Sets — Interview Questions¶

Junior Level (5-7 Questions)¶

Q1: What is a set in Python and how does it differ from a list?¶

Answer

A set is an **unordered collection of unique, hashable elements**. Key differences from lists: | Feature | Set | List | |---------|-----|------| | Order | Unordered | Ordered (preserves insertion order) | | Duplicates | Not allowed | Allowed | | Indexing | Not supported | Supported (`list[0]`) | | Lookup | O(1) average | O(n) | | Elements | Must be hashable | Any type | | Syntax | `{1, 2, 3}` | `[1, 2, 3]` |

my_list = [1, 2, 2, 3]  # [1, 2, 2, 3] — keeps duplicates
my_set = {1, 2, 2, 3}   # {1, 2, 3} — removes duplicates

Q2: How do you create an empty set? Why can't you use `{}`?¶

Answer

Use `set()` to create an empty set. `{}` creates an empty **dictionary**, not a set, because dict literals came first in Python's history.
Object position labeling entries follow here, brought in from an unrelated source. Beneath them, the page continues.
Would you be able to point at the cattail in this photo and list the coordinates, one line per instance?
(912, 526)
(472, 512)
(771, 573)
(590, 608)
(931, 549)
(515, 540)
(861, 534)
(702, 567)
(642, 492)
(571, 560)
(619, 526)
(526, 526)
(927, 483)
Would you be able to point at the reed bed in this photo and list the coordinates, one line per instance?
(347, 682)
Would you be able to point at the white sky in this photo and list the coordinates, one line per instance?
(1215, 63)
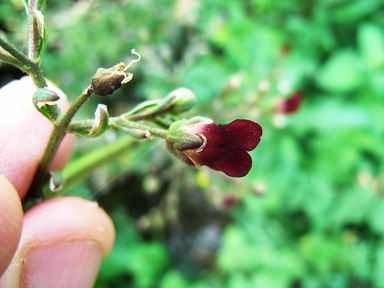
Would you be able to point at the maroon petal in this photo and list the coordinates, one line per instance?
(233, 162)
(239, 133)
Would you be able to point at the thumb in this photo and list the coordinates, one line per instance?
(62, 244)
(11, 217)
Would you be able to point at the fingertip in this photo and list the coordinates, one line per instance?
(63, 240)
(25, 133)
(11, 218)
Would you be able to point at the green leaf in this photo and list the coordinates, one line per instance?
(371, 43)
(341, 73)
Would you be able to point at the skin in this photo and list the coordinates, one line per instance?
(60, 241)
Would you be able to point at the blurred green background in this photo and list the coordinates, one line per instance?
(311, 211)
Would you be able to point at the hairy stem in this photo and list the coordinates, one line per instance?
(57, 136)
(81, 168)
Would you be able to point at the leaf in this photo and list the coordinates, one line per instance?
(341, 73)
(370, 39)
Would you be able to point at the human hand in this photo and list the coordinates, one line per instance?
(59, 242)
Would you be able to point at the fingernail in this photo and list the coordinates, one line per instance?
(69, 264)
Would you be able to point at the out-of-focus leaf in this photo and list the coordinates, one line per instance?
(341, 73)
(371, 43)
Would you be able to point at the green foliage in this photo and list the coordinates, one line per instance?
(319, 221)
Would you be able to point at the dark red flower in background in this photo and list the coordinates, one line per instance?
(289, 105)
(223, 147)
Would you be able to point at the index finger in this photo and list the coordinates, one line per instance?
(24, 134)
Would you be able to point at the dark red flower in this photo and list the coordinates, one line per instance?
(289, 105)
(222, 147)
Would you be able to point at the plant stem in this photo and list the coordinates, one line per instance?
(32, 28)
(58, 134)
(83, 167)
(121, 121)
(23, 62)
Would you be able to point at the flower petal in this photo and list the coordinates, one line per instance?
(233, 162)
(239, 133)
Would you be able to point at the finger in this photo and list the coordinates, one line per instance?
(11, 218)
(63, 242)
(24, 135)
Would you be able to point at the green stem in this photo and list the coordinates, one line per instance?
(22, 60)
(81, 168)
(32, 28)
(58, 134)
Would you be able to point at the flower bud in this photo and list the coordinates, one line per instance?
(179, 138)
(106, 81)
(222, 147)
(101, 121)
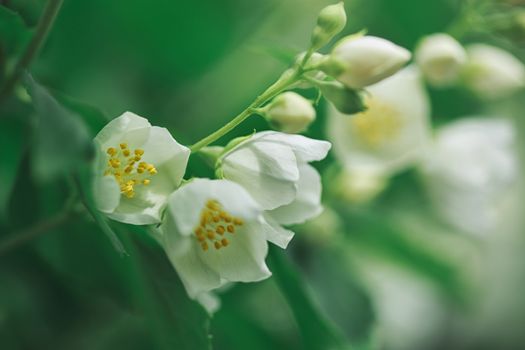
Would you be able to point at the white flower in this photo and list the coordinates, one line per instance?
(470, 172)
(358, 61)
(138, 166)
(290, 112)
(492, 72)
(391, 134)
(273, 167)
(441, 58)
(213, 233)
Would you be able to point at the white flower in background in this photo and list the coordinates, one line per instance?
(290, 112)
(138, 166)
(391, 135)
(358, 61)
(492, 72)
(213, 233)
(440, 58)
(273, 167)
(471, 171)
(331, 21)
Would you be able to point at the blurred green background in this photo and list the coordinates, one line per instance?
(191, 66)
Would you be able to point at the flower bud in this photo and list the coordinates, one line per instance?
(331, 20)
(440, 57)
(360, 186)
(290, 112)
(345, 100)
(315, 60)
(358, 61)
(492, 72)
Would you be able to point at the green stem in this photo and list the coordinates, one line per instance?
(24, 236)
(281, 84)
(42, 30)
empty_set = set()       # Correct
empty_dict = {}         # This is a dict!
print(type({}))         # <class 'dict'>
print(type(set()))      # <class 'set'>

Q3: What is the difference between `remove()` and `discard()`?¶

Answer

Both remove an element from a set, but they differ in error handling: - **`remove(x)`** — raises `KeyError` if `x` is not in the set - **`discard(x)`** — does nothing if `x` is not in the set (no error)

s = {1, 2, 3}
s.discard(10)   # No error
s.remove(10)    # KeyError: 10

**Best practice:** Use `discard()` when you are not sure the element exists.

Q4: How do you remove duplicates from a list?¶

Answer

**Simple (does not preserve order):**

unique = list(set(original_list))

**Preserving order:**

def remove_duplicates(items):
    seen = set()
    result = []
    for item in items:
        if item not in seen:
            seen.add(item)
            result.append(item)
    return result

**Python 3.7+ (using dict):**

unique = list(dict.fromkeys(original_list))

Q5: What are the four main set operations?¶

Answer

| Operation | Operator | Method | Result | |-----------|----------|--------|--------| | Union | `a \| b` | `a.union(b)` | All elements from both sets | | Intersection | `a & b` | `a.intersection(b)` | Elements common to both | | Difference | `a - b` | `a.difference(b)` | Elements in `a` but not `b` | | Symmetric Difference | `a ^ b` | `a.symmetric_difference(b)` | Elements in either but not both |

a = {1, 2, 3}
b = {3, 4, 5}
print(a | b)   # {1, 2, 3, 4, 5}
print(a & b)   # {3}
print(a - b)   # {1, 2}
print(a ^ b)   # {1, 2, 4, 5}

Q6: What is a frozenset and when would you use it?¶

Answer

A `frozenset` is an **immutable** version of a set. It cannot be modified after creation. **Use cases:** - As a dictionary key (regular sets are unhashable) - As an element of another set - For constant/config values that should not change

# Regular set cannot be a dict key
# {frozenset({1, 2}): "value"}  # Works
# {{1, 2}: "value"}             # TypeError

config = frozenset({"feature_a", "feature_b"})
# config.add("feature_c")  # AttributeError

Q7: What does this code output?¶

s = {True, 1, 0, False, 1.0}
print(s)
print(len(s))

Answer

Output:

{True, 0}
2

`True == 1 == 1.0` and `False == 0`, so they are considered the same values. The set keeps the first encountered representation.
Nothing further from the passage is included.